The Protein-Packed Pantry Staple You Need To Start Pairing With Fruit
It's quietly waiting in your pantry for its moment in the spotlight, ready to soak up flavor like a pro. This simple ingredient plays well with others while adding heft to everything from tacos to salads. Y'all, it's super versatile beans, and they are surprisingly delicious paired with fruit. Whether you're working with canned black beans, garbanzos, or fresh green beans, their creamy texture and mild, earthy flavors offer a perfect contrast to bright fruit flavors. If you're new to pairing beans with fruit, start where sweet meets heat — fresh salsas. A charred corn and mango salsa is full of natural sweetness and smoky depth, and it's out of this world paired with Cuban black beans. Or take a simple but well-rounded pineapple salsa for a tangy-sweet counterpoint that can be spiced up with as much heat as you like, and spoon it over black bean tacos. The pairing works like a charm and brightens up slow cooker white chicken chili like nothing else.
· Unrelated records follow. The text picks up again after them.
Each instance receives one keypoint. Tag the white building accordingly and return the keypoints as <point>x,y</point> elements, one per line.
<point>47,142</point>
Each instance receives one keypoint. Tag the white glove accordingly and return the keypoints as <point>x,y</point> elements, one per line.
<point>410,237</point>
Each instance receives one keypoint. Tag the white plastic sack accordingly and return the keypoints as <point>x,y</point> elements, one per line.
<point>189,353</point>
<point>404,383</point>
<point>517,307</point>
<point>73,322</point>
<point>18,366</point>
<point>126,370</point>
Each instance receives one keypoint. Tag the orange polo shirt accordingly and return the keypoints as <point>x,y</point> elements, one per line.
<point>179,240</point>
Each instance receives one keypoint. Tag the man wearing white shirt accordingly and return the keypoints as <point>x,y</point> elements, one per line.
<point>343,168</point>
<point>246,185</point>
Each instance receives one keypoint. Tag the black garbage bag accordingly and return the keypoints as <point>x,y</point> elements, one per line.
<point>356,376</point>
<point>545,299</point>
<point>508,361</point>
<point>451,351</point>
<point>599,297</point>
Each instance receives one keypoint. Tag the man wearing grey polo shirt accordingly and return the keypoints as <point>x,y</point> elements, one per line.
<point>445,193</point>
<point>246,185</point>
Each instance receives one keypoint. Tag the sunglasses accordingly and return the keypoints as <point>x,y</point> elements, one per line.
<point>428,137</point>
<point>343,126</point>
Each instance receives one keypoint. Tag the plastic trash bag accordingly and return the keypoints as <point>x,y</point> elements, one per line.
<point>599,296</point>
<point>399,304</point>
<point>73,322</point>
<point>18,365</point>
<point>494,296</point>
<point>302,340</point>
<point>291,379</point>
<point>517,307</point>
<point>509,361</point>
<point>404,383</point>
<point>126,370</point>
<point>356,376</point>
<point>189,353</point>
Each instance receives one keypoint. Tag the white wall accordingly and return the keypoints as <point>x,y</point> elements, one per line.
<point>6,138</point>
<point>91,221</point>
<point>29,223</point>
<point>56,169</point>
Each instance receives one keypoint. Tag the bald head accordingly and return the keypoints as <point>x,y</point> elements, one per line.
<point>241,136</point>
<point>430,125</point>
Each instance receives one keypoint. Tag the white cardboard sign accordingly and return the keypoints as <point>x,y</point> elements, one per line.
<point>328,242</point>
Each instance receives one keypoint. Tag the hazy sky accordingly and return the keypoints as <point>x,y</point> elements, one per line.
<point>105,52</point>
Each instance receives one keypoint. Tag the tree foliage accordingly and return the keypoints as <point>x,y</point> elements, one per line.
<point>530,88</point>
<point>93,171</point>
But the fresh and tasty possibilities with beans go beyond fresh fruit. Dried fruits add chew, richness, and concentrated sweetness — especially in savory dishes with beans. This Morroccan chickpea salad with chopped dried apricots, a bright vinaigrette, and warm spices is a beautiful example. Dried fruits like dates, golden raisins, and prunes are a common addition to many Mediterranean and Middle Eastern legume dishes; easy spiced lentils is a good example, which benefits from any chopped-in fruity additions. And we promise you'll never look back once you add dried cherries and creamy goat cheese to this lemon and garlic green beans recipe. It's a flavor explosion.
Build better bowls with beans, fruit and bold flavors
Now for another direction: bowls. These colorful, mix-and-match meals are a perfect canvas for pairing fruit and beans in creative, satisfying ways. Start with a base of grains or greens, add a scoop of beans — black beans, chickpeas, or edamame — and layer on fresh or dried fruit for balance and brightness. This is a fantastic way to incorporate a fruity dressing into the mix, too, like this vibrant citrus vinaigrette recipe. Tropical ingredients work especially well here, too. Try adding coconut milk to give salad dressing a creamy twist before drizzling it over a bowl built around coconut rice, black beans, roasted sweet potato, and mango chunks. Or go Mediterranean with chickpeas, quinoa, spinach, and crumbled feta, with dried figs or dates. Add an herb-packed tahini sauce with a sprinkle of za'atar, and you've got a bowl that's hearty and high in protein, and, well, super addictive.
Edamame, the tender, green soybean we all know and love, can be used with fruit in even more unexpected ways. Blend them into a creamy puree with garlic, lemon juice, and olive oil for a high-protein dip or spread that's great with apple slices. They also make an unbeatable savory filling for edamame and shiitake fried wontons. Serve them alongside this unstoppable Thai green papaya salad for a fun appetizer spread that will blow everyone's minds. Once you start experimenting with beans and fruit, you'll find just how flexible — and delicious — these BFFs (best flavor friends) are.